Tuesday, February 24, 2015

Week 8: Shadows and Magnitudes

As an insider Holub is not always using language that is externally scientific, but there is a shadow of his scientific knowledge in the words he does use. In Vanishing Lung Syndrome, even when he writes about the raven Nevermore or a disconnected phone, with knowledge about the behavior of the syndrome these words make sense, they describe the science without being scientific.
In Heart Transplant his familiarity with the science changes the nature of the wonder that comes through in the poem. Having less wonder about the concepts or images themselves allows more space for wonder about the beauty in their execution. The drums of extracorporeal circulation / introduce / an inaudible / New World Symphony. and it makes sense.
In Cadaver, Speak there is more of a theme of making things personal in reaction to the structure of a cadaver lab.
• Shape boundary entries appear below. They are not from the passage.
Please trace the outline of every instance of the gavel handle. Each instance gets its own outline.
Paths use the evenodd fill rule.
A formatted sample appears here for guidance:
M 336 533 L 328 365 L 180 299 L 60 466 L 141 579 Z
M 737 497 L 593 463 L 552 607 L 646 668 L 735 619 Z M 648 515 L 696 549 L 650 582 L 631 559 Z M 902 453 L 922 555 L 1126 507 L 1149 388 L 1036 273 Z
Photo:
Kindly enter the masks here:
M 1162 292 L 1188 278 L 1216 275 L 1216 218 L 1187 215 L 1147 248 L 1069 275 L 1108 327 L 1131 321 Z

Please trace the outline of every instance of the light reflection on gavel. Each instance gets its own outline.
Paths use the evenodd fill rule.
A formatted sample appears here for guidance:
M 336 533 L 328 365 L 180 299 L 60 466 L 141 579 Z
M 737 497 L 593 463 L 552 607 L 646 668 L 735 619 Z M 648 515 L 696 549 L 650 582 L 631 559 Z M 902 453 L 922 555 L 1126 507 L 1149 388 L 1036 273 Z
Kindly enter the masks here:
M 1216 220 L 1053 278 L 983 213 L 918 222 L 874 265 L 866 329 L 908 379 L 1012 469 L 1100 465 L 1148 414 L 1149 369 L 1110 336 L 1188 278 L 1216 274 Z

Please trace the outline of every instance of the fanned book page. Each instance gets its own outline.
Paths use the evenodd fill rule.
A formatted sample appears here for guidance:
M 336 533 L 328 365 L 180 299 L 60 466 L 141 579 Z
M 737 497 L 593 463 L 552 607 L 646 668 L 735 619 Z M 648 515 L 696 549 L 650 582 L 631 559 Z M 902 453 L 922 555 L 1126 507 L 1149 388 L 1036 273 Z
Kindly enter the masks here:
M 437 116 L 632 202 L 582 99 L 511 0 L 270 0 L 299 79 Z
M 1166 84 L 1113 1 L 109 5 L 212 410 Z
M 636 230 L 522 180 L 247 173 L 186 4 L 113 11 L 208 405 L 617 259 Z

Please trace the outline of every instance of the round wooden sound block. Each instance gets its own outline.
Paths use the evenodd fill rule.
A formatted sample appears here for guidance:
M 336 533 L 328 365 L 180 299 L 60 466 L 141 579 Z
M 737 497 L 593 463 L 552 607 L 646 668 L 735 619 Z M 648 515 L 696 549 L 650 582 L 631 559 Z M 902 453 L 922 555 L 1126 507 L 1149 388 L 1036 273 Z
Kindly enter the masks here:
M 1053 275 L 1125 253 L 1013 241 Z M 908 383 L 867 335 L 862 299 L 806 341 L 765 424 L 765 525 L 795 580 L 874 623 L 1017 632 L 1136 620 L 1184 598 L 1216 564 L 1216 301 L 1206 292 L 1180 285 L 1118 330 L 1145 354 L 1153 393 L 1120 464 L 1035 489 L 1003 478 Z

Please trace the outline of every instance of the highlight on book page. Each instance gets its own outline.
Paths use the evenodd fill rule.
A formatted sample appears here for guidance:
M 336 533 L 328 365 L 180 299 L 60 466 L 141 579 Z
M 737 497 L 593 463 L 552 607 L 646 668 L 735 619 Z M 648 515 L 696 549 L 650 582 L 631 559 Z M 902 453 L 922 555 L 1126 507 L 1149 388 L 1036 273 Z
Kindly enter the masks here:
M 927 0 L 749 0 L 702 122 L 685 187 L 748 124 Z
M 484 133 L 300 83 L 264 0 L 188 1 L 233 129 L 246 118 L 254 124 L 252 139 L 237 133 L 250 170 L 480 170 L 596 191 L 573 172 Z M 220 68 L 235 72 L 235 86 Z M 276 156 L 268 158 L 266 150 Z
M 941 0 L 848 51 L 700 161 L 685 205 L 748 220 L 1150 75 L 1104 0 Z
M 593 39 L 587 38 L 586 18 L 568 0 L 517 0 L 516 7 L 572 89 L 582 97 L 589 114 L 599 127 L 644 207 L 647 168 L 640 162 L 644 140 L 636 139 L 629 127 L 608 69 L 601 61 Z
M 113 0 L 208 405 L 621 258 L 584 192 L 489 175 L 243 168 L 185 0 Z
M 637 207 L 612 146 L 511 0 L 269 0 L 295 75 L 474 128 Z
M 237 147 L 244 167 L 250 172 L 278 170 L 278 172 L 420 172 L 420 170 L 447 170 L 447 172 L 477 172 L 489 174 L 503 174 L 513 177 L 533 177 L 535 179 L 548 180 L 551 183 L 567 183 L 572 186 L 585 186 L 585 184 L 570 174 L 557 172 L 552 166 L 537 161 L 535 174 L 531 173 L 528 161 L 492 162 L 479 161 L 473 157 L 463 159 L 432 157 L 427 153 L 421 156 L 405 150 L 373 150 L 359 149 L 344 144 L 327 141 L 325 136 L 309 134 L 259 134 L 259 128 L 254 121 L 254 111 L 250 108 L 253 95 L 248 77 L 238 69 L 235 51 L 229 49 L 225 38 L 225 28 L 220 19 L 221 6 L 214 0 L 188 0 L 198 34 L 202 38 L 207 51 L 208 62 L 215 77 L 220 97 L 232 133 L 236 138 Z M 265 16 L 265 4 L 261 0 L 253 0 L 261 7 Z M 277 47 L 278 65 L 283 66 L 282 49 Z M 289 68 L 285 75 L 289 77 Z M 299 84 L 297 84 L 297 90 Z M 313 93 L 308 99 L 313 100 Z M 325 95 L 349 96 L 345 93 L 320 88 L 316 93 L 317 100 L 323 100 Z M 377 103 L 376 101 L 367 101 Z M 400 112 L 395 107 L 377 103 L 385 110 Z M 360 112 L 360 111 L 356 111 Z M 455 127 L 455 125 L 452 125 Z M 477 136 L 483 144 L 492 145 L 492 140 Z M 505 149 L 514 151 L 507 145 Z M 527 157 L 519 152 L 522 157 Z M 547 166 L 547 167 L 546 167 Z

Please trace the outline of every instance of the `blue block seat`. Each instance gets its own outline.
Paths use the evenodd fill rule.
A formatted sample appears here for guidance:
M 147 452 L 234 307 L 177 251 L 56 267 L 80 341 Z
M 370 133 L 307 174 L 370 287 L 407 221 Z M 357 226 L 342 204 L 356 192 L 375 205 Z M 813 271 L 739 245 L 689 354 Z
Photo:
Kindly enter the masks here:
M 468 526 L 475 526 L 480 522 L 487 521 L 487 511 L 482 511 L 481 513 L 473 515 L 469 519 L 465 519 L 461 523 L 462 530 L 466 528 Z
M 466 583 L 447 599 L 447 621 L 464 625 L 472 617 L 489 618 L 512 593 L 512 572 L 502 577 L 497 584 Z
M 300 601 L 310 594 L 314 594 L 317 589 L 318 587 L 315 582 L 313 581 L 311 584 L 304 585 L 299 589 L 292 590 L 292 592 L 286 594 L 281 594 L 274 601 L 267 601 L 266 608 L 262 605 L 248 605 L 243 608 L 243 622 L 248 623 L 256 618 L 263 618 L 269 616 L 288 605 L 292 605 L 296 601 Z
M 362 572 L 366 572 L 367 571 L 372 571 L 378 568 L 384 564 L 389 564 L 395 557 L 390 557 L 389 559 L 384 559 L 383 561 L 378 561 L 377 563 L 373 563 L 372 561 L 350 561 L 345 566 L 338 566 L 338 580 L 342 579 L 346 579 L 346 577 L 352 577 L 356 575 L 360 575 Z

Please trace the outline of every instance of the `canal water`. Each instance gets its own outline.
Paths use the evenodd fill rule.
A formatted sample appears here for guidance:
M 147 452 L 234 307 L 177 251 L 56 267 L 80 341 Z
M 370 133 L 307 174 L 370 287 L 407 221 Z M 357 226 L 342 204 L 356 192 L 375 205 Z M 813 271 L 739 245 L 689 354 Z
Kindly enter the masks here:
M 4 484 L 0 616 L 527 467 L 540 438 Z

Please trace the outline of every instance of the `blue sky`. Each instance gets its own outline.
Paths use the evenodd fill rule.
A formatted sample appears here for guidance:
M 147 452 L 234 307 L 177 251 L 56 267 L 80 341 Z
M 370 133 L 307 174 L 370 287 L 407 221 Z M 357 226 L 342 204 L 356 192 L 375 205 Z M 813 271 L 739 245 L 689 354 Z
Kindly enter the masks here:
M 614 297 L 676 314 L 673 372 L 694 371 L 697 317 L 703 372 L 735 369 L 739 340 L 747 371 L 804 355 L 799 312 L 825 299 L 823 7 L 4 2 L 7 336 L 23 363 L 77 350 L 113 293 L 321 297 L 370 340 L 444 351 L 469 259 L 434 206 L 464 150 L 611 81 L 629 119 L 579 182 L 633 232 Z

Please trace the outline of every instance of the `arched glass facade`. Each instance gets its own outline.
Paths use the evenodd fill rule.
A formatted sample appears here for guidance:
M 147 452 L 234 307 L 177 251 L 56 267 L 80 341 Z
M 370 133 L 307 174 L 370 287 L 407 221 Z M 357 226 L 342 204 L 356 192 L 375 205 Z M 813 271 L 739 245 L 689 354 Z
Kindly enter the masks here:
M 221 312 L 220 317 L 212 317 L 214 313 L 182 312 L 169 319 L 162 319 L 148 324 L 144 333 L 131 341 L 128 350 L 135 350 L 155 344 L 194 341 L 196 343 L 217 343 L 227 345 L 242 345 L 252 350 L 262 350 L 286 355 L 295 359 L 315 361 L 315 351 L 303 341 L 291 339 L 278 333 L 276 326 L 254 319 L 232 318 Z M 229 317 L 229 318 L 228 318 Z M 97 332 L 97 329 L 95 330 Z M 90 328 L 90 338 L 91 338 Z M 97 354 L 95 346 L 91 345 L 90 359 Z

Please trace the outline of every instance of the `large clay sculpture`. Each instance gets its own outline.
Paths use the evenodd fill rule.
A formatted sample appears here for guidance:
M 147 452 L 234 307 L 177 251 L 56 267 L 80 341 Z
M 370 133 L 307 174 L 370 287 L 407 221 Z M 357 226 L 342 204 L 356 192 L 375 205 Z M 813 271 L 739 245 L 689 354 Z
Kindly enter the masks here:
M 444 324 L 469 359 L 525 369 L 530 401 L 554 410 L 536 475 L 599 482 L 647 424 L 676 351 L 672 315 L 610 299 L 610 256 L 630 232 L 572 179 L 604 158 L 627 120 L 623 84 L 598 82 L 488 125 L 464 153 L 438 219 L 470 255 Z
In 1 the passage about the lab coat, ending: "a refrain, months, weeks of / white lab coat bleached over and over to / human, faint stain at the cuff." and 15 when "My breath's still there, a breathing. / The last poor racket I made probably, dreadful / middle of the night." As a not-scientist Boruch is giving humanity to death.
These Cadaver poems are an interesting contrast with Hemophilia/Los Angles, the shadow of scientific knowledge takes the disease from individual level to a larger organism, the city. The structure of scientific patterns of vastly different magnitudes are often similar. This poem plays with that idea in a striking way.

1 comment:

  1. Hannah,

    I always enjoy reading your blog posts because I feel they always point out details that I repetitively miss! For some reason, I also agree that the Cadaver poem was very different in the way it was presented due to the use of verbs in positions not expected such as "heart cracking". Maybe this is a play on words from the word "Heartbreak" but I again am making a pretty general inference. Moreover, I took this poem as the rush of someone who was dead being subjected to their body cut open. While the doctors may view her as dead, her consciousness is still alive which makes this poem ever so scary and amazing at the same time.